Cineworld’s share price dipped from 49.83pp to 40.48pp following its results statement earlier this week. The company posted a USD1.6 billion loss in the first six months of 2020, after it was forced to close all its sites from mid-March, only gradually reopening to customers from late June onwards.

Group revenue stood at USD712.4 million in the period up to 30 June, a steep fall from the USD2.15 billion recorded in the first half of 2019. Some 561 out of its 778 sites have now reopened, with 200 theatres in the US, six in the UK, and 11 in Israel remaining shut.

While Covid-19 has put the squeeze on Cineworld’s operations this year, sending its share price southwards, the company has frequently been the target of negative wagers in recent years. Bearish bets on the company focus on the broader structural challenges faced by the cinema sector more broadly, which continues to face fierce competition from an assortment of online entertainment streaming services.

Although it generated a pre-tax profit of almost USD140 million in the first half of last year, its year-end results for 2019 showed admissions down more than 10 per cent for the year, with revenues down more than 6 per cent.
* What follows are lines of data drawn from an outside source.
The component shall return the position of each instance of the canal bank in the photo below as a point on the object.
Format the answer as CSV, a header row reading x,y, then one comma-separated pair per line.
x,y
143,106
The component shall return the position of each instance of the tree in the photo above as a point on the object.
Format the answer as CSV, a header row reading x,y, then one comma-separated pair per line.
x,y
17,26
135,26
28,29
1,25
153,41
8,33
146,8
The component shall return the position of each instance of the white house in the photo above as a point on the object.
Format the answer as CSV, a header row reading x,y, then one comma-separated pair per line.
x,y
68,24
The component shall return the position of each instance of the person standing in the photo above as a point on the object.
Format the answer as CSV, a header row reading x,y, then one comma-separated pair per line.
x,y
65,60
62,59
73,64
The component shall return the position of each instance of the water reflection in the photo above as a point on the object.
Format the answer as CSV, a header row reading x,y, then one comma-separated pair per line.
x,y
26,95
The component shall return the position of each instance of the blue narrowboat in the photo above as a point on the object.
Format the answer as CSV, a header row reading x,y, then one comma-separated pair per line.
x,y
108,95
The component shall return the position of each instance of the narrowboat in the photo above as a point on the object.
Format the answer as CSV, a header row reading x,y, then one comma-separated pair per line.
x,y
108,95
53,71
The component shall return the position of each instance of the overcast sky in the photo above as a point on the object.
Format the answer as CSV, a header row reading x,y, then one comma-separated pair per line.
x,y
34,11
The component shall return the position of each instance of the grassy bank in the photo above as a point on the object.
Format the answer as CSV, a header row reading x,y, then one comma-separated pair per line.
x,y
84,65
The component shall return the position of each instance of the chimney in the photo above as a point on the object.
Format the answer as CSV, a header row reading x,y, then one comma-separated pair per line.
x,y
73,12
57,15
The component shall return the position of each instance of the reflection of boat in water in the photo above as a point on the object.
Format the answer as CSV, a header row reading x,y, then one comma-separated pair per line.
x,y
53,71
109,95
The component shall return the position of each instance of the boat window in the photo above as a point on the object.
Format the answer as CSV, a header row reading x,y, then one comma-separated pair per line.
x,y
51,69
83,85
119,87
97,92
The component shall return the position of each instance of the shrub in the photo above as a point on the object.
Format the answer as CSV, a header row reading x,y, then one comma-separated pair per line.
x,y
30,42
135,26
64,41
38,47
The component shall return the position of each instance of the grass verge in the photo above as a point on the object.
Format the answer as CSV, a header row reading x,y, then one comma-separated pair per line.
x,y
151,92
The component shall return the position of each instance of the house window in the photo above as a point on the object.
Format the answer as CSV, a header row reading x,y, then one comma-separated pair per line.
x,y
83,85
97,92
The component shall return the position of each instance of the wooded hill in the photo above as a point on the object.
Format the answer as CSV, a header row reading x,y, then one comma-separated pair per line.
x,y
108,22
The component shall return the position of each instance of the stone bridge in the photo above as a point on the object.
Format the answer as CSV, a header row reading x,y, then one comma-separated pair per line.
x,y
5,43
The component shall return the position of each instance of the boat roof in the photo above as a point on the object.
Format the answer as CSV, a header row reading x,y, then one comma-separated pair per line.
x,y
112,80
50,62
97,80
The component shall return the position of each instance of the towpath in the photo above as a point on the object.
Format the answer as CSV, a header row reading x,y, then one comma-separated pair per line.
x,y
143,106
The FTSE 250 company raised some USD360.8 million of additional liquidity in the first half of 2020 to bolster its operations, and also made use of government support schemes to help employees, the results statement said.

“There can be no certainty as to the future impact of Covid-19 on the group,” Cineworld said in its results, warning that further liquidity raises may be needed if tighter government restrictions on social gatherings led to renewed cinema closures. “It would have a negative impact on our financial performance.”

Commenting on the results, Mooky Greidinger, CEO of Cineworld Group plc, acknowledged the “substantial” impact of Covid-19 both on the group and the wider leisure industry.

“Current trading has been encouraging considering the circumstances, further underpinning our belief that there remains a significant difference between watching a movie in a cinema – with high quality screens and best-in-class sounds – to watching it at home,” Greidinger said.

“Despite the difficult events of the last few months, we have been delighted by the return of global audiences to our cinemas toward the end of the first half, as well as by the positive customer feedback we have received from those that have waited patiently to see a movie on the big screen again.”